DeepSeek's new image recognition mode is currently undergoing limited grayscale testing, sparking considerable interest within the AI community. Even before DeepSeek's official announcement, technical enthusiasts and researchers have been actively uncovering details about the technology behind this "image recognition mode," leading to exciting discoveries.
A significant observation is that DeepSeek's image recognition mode appears to be an independent model, separate from DeepSeek V4 flash/pro. Furthermore, the "future outlook" mentioned in DeepSeek's V4 technical report seems to have been quietly integrated into the product much sooner than anticipated.
Having gained access to the grayscale test, I conducted immediate practical assessments. DeepSeek's image recognition mode offers a toggle for "deep thinking." In "non-thinking mode," this vision model demonstrates remarkably swift processing, delivering answers almost instantaneously with minimal wait time.
What then, are the differences in reasoning capabilities between the "thinking" and "non-thinking" modes?
Reasoning Capabilities Test
We first tackled a spatial reasoning puzzle: which shape needs to be added at the question mark to complete the left cube using the right-side shapes? In "non-thinking mode," DeepSeek quickly provided an answer, but it was incorrect.
Upon activating "deep thinking mode," DeepSeek successfully solved the puzzle, yielding the correct answer D. However, this process took over four minutes, highlighting the lengthy deliberation involved. Interestingly, the model seemed to have identified the correct answer midway through its reasoning, only to take a circuitous path to its final confirmation.
Next, we tested a "spot the difference" task. In "non-thinking mode," DeepSeek quickly identified seven differences. A closer inspection revealed numerous hallucinations, such as non-existent keys or empty plates.
Switching to "deep thinking mode," DeepSeek found 12 differences in just 16 seconds. Paradoxically, this attempt resulted in even more hallucinations, potentially due to the complexity of the image or the model's current limitations.
Practical Functionality Performance
While the reasoning aspects show room for improvement, how does DeepSeek's image recognition mode perform in practical applications?
We started with OCR (Optical Character Recognition). Feeding an image of DeepSeek V4's technical report abstract into the model, without "deep thinking" enabled, it rapidly recognized the text and even intelligently hyperlinked the open-source reference.
For pure text recognition, its performance was highly reliable. Further testing with tables showed DeepSeek handling them perfectly, outputting structured data neatly formatted in Markdown.
A particularly impressive new feature allows users to provide a webpage screenshot, and DeepSeek can reconstruct the corresponding HTML (achievable even in "non-thinking mode").

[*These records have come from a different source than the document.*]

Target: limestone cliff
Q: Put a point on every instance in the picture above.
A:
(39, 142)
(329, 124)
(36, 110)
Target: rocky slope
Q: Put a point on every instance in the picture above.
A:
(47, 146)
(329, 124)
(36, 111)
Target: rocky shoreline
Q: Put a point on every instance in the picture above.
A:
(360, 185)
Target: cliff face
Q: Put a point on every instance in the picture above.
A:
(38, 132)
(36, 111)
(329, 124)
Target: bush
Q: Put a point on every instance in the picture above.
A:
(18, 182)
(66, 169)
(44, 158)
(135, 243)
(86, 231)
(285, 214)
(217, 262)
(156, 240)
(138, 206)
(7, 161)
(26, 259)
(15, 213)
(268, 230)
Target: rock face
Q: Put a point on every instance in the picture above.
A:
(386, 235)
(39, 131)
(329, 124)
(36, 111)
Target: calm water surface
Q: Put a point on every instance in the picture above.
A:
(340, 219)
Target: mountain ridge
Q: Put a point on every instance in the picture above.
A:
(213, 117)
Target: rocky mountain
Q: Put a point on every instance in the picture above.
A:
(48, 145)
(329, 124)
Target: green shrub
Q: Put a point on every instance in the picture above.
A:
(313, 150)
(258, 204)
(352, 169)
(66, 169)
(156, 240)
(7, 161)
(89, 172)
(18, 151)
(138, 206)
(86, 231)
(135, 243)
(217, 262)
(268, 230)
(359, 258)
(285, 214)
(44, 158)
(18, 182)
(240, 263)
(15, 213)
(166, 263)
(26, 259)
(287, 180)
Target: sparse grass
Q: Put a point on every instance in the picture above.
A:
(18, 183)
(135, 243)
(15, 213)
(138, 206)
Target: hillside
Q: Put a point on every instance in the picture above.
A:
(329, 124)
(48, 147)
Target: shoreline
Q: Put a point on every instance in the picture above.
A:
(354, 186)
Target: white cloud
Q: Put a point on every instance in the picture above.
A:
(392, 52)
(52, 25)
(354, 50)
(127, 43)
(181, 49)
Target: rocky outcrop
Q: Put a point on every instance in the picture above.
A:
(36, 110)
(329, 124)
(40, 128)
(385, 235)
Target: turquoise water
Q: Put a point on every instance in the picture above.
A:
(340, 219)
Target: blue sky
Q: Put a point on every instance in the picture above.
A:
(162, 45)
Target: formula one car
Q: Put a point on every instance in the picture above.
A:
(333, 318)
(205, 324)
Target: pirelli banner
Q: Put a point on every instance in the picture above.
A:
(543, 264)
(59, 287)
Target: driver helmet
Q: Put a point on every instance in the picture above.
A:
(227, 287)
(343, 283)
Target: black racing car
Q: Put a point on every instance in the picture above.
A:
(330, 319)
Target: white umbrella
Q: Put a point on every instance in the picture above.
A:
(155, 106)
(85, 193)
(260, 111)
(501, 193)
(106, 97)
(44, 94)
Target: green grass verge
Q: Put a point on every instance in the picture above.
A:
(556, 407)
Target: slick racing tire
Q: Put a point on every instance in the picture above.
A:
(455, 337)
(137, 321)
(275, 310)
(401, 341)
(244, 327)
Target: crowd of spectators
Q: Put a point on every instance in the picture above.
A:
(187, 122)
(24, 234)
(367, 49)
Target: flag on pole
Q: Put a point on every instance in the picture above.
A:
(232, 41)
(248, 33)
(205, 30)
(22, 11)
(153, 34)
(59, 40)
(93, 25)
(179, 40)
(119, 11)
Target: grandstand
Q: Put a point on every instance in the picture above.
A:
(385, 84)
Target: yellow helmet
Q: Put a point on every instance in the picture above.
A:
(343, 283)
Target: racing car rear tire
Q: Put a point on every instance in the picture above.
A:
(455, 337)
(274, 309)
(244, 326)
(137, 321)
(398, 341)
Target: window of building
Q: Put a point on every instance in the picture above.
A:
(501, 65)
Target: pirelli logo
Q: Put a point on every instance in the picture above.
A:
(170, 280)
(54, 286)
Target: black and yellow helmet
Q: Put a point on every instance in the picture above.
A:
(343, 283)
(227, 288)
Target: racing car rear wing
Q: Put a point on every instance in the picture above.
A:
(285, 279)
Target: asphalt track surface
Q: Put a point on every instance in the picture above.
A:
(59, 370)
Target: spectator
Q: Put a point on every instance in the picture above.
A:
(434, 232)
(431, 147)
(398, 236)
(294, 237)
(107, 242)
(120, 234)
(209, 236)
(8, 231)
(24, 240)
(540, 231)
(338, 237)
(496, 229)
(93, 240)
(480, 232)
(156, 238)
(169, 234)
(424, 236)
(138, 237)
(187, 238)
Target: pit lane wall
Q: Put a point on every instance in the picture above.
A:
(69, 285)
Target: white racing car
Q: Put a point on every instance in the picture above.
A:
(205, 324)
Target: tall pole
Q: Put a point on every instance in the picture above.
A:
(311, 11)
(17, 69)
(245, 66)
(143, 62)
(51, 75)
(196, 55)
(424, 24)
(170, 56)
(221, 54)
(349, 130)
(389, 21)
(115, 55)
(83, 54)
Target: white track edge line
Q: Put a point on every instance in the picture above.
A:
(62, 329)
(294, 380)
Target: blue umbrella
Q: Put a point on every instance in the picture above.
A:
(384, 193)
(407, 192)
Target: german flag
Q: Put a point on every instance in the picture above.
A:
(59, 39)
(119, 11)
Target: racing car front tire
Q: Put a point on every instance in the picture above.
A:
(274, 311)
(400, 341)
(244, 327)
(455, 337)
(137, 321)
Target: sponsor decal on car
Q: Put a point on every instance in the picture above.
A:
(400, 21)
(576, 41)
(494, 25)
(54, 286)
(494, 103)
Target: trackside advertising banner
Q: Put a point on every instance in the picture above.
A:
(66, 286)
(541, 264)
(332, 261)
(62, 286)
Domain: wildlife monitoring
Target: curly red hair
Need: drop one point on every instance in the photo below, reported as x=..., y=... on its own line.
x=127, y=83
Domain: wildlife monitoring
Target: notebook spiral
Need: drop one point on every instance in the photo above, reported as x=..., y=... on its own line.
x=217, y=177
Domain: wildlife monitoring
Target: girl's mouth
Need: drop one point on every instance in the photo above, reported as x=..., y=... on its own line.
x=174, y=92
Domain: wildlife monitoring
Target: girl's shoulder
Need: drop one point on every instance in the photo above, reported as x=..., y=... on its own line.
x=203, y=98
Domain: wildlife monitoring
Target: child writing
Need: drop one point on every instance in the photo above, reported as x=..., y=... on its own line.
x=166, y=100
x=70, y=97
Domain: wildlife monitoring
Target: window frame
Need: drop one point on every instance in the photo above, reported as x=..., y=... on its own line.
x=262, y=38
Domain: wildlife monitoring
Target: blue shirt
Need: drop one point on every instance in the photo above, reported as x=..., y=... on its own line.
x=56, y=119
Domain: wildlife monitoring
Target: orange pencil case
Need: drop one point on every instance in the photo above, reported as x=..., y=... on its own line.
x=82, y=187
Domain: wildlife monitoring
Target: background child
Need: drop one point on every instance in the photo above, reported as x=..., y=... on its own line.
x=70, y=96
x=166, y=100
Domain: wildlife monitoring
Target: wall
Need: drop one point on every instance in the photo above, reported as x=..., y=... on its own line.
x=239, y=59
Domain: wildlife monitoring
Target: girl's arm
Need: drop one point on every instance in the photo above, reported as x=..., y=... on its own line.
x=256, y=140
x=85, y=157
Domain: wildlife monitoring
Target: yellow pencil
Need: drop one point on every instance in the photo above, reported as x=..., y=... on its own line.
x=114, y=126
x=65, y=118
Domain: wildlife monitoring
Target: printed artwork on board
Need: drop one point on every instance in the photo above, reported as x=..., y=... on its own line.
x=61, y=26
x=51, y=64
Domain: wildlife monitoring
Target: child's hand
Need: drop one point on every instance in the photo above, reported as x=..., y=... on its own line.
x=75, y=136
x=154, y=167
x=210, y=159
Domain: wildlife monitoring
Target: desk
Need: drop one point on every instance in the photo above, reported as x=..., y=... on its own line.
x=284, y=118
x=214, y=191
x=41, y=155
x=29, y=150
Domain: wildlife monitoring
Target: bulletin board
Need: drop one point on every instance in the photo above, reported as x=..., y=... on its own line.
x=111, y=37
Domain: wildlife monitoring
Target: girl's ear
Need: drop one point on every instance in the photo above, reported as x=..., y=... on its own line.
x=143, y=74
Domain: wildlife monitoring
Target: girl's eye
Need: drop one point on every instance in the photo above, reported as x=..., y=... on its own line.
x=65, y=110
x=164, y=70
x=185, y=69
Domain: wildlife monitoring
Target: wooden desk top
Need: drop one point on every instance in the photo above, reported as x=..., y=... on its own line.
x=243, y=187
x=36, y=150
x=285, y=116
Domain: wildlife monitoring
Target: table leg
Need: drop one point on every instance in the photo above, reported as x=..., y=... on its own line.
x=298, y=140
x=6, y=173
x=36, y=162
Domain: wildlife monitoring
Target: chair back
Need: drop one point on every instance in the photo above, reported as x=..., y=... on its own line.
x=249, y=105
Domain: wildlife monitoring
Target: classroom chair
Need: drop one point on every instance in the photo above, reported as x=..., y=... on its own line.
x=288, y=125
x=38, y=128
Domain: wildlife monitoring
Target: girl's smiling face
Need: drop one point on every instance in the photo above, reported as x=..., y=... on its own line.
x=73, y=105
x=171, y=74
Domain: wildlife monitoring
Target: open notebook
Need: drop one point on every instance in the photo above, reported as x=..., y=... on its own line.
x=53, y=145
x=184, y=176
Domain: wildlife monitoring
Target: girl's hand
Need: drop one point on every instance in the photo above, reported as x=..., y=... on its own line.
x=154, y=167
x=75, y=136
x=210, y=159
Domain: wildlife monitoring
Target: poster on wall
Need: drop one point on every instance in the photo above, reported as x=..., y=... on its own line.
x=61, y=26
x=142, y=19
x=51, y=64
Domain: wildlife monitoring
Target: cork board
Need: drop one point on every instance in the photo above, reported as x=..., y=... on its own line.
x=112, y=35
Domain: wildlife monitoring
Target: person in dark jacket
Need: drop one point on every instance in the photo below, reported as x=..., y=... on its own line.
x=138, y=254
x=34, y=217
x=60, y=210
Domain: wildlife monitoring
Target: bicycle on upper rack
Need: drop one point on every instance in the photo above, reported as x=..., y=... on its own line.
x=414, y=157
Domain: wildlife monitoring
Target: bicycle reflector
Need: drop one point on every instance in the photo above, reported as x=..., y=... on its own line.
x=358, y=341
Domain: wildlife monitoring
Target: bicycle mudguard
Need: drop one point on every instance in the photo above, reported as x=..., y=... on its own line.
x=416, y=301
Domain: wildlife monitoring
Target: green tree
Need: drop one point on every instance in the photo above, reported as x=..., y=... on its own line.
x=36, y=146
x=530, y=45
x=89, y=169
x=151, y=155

Even more remarkably, the buttons within the reconstructed HTML are functional; for example, they can automatically configure and navigate to API documentation links.
DeepSeek also successfully passed a "hidden image" test. However, it occasionally faltered in color blindness tests.
According to the image recognition mode itself, its knowledge cutoff aligns with DeepSeek V4 flash/pro, set to May 2025. Yet, a blogger discovered through its world knowledge that the vision model recognizes a specific individual, whom V4 flash/pro does not. Verification confirmed that V4 flash indeed lacked knowledge of this individual offline, while the image recognition mode could find information dated April 2026.
This strongly suggests that the visual model in the image recognition mode might be independently trained, and its knowledge base potentially more current than the V4 text-only versions.
Faster-Than-Expected Multimodal Progress
Currently, DeepSeek's image recognition mode is still in grayscale testing, with its rollout scope gradually expanding. Frankly, DeepSeek Vision has considerable room for refinement.
However, it's worth recalling DeepSeek's statement in its V4 technical report: "We are also working hard to integrate multimodal capabilities into our models." At the time, many viewed this as a lower-priority goal, acknowledging that prioritizing pure text capabilities with limited resources seemed sensible. Now, it appears DeepSeek's actions and progress in multimodal AI have far exceeded external expectations, remarkable in both speed and depth. This prompts speculation: is DeepSeek also accelerating its exploration of "other new dimensions of model sparsity beyond MoE and sparse attention architectures," as mentioned in its technical papers?